The only road in Dickinson County still closed because of flooding is Jeep Road, south of 2200 Avenue, according to Brad Homman, Dickinson County administrator, on Monday.
But people should still use caution when driving county and township roads, he said.
The water peeled asphalt and washed gravel out along the shoulders. It chewed up and spat out a 10-foot section of asphalt along 1400 Avenue between Rural Center and Navarre. That road has been narrowed to one lane, he said.
Shoulders were washed out from 6 to 7 inches to as much as a couple of feet along the asphalt, Homman said. Unfortunately, some of those shoulders were ones the county had just finished building up with 600 tons of gravel after the last major flood in mid-May.
Homman doesn’t yet know the damage to the county’s gravel roads. Paved roads are the priority, he said and there just hasn’t been time to assess the gravel roads yet.
“Especially today, they’re swamped,” he said of the road and bridge department after the weekend and the Fourth of July holiday.
The county had seven to eight people working overtime and over July 4 to flag roads and keep people safe, he said. On Saturday crews cleared a tree that had fallen across Old Highway 40 near Eden Road.
The county maintains about 100 miles of paved roads and 200 miles of gravel roads. The 24 townships are responsible for maintaining the other 1,500 miles of gravel and dirt roads, Homman said.
For the May flood, the county spent almost $100,000 the first time around for sandbags and repair.

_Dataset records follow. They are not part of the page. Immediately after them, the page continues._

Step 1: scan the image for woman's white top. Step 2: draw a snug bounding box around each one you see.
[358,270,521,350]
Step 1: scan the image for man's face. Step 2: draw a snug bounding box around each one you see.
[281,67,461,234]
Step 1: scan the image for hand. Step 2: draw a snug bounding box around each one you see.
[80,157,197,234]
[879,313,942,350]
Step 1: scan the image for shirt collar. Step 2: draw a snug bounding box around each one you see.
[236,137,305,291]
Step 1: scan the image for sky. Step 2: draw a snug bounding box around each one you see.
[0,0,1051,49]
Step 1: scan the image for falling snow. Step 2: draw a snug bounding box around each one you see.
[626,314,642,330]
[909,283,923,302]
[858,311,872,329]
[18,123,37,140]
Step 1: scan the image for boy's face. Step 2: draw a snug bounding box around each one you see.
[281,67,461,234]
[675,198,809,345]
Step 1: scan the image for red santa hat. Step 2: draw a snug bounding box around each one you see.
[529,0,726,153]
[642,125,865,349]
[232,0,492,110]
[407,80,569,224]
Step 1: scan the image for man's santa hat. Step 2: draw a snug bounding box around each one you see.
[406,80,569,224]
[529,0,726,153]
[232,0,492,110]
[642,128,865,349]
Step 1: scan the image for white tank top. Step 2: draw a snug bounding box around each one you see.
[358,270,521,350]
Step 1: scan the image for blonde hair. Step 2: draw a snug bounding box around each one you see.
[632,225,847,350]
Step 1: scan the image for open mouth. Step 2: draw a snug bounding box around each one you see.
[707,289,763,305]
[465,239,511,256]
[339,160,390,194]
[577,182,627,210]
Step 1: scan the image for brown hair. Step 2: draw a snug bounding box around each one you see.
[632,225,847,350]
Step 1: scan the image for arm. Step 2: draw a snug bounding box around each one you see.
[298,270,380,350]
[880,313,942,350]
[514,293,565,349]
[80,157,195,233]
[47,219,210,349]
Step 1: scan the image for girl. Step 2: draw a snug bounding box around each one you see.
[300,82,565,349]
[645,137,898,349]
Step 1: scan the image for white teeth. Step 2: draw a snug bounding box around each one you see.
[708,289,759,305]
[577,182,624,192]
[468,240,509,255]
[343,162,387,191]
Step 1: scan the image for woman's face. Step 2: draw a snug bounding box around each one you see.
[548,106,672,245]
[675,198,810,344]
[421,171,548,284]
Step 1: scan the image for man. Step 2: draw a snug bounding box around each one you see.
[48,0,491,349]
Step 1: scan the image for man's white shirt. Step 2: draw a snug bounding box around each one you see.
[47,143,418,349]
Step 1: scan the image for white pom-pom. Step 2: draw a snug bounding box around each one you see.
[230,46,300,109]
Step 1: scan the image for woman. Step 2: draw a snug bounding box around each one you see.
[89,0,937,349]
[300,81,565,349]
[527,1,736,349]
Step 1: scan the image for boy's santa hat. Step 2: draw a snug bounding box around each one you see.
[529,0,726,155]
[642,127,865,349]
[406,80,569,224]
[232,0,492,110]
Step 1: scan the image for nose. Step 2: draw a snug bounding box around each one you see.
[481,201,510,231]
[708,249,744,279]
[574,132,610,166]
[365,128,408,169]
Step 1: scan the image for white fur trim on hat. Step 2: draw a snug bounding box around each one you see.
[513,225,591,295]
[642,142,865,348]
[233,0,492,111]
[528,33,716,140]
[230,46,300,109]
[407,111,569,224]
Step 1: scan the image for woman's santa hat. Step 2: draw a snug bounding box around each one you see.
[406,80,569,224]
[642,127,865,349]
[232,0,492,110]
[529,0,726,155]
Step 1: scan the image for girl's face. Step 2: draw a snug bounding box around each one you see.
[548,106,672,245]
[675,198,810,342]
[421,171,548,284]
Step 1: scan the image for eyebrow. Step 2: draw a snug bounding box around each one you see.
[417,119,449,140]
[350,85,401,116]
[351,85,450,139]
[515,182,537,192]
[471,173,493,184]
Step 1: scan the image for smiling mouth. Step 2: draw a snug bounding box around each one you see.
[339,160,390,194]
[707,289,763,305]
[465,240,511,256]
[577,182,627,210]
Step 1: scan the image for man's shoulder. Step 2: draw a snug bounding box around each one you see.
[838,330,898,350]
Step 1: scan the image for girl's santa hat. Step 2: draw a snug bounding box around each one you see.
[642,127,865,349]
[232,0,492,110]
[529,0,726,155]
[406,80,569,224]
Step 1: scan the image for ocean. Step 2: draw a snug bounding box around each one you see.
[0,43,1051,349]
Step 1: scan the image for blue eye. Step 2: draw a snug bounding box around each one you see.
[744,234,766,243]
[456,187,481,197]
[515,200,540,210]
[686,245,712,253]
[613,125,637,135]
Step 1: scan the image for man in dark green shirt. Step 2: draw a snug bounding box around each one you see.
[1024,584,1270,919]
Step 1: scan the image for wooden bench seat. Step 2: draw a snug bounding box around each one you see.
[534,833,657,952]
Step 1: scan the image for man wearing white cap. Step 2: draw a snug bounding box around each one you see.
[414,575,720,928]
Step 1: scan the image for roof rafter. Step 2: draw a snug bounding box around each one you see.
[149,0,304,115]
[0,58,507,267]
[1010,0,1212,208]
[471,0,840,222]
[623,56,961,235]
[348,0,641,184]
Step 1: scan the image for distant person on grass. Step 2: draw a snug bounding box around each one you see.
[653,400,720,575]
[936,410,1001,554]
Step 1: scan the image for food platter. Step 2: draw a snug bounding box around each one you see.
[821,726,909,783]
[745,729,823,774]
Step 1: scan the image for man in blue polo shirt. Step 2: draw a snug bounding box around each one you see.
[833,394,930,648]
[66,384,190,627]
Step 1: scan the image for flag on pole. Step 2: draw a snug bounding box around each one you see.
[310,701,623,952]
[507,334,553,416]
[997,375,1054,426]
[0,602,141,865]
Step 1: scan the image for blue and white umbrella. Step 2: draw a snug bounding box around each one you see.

Homman said he expects the bill could be less this time since the sandbags weren’t needed this time, but it could be well over $50,000.
Whatever the bill, “it will be substantial, bigger than a breadbox,” he said.
The county was part of a state disaster declaration on May 20 and again this time, along with a federal disaster declaration. Homman is keeping track of expenses and damages in the hopes the county is reimbursed 70-80 percent.
Even so, the road and bridge department is going to be out a chunk of change, even paying 20 percent, and crews will spend time on repairs instead of some of the road projects planned.
If there is good news, it’s that even with more rain in the forecast for Monday and today, Smoky Hill River levels are expected to keep falling.
Homman was monitoring river levels. About 5:30 p.m. Saturday, he measured the Smoky Hill near Abilene at 26.9 feet. By 10 a.m. Sunday, it had fallen to 20.2 feet.
The river crested at 29.6 feet Saturday with minor flood stage at 27 feet. It’s forecast to be only about 17 feet today.